Jimmy Stiff

Personal information
- Full name: James Claude Stiff
- Born: 7 June 1911 Sydney, New South Wales, Australia
- Died: 21 December 1937 (aged 26) Sydney, New South Wales, Australia

Playing information
- Height: 160 cm (5 ft 3 in)
- Position: Fullback
Club
| Years | Team | Pld | T | G | FG | P |
| 1935–37 | South Sydney | 18 | 1 | 2 | 0 | 7 |
- Source:

= Jimmy Stiff =

Australian rugby league footballer

James Claude Stiff (7 June 1911 – 21 December 1937) was an Australian rugby league footballer. He was also notable as an Australian rules footballer and is a member of the NSW Australian Football Hall of Fame.

==Biography==
Stiff was born in Sydney and educated at Gardeners Road Public School.

An all round sportsman, Stiff was a New South Wales Schoolboys representative in cricket and during his immediate post school years was committed to Australian rules football, playing as a rover for South Sydney.

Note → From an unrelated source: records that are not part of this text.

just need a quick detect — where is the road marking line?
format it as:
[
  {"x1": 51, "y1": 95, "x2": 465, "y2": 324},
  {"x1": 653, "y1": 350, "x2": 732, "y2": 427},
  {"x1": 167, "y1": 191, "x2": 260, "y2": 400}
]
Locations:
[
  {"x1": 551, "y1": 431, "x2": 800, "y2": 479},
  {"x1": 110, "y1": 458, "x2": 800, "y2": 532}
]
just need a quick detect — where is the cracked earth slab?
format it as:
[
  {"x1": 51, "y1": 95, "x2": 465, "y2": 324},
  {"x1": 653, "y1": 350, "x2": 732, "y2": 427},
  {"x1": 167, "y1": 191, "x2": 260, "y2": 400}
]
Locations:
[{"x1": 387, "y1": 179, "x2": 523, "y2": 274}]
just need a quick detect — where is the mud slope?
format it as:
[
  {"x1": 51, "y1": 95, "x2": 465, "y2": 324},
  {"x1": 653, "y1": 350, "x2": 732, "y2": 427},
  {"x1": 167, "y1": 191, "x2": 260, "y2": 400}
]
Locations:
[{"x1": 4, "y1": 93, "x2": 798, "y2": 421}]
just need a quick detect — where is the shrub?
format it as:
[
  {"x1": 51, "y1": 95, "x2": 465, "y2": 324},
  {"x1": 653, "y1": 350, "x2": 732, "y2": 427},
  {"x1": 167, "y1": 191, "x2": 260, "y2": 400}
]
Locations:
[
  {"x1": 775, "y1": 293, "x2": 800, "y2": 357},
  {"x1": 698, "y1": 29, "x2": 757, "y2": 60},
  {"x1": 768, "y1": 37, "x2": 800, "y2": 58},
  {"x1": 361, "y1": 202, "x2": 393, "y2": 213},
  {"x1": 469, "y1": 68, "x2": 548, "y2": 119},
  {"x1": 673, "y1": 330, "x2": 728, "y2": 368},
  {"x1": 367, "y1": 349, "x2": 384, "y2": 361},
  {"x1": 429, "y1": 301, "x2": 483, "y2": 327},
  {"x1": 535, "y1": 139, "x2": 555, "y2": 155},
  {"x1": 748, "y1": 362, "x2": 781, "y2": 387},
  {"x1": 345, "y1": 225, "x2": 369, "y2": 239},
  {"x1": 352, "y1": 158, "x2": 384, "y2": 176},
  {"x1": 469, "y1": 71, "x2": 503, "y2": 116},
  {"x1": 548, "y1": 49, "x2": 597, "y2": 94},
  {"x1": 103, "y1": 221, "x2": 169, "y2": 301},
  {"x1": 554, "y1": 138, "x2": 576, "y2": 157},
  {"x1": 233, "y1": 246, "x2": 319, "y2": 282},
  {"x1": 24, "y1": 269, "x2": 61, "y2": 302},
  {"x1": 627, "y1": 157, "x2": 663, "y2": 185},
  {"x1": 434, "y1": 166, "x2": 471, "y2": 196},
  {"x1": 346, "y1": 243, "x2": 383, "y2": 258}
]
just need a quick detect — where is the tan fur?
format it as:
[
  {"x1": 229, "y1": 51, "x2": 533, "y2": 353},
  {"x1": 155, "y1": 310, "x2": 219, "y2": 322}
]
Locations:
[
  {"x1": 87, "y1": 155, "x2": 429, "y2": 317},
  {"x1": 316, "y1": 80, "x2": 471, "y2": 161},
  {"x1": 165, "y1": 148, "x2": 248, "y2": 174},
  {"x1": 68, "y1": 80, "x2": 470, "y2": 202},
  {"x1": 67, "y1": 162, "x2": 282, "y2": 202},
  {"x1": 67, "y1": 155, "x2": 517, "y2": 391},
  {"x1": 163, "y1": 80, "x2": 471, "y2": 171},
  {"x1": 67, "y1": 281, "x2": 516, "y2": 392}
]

His highlight as an Australian rules footballer came representing New South Wales at the 1933 Sydney Carnival, where he claimed the Conder Cup as the tournament's best and fairest player. He switched to rugby league in 1935 to play for the Rabbitohs and was primarily utilised at fullback in his three first grade seasons.

Stiff died at a hospital in 1937 of injuries sustained when he crashed his motorcycle into a car on Botany Road.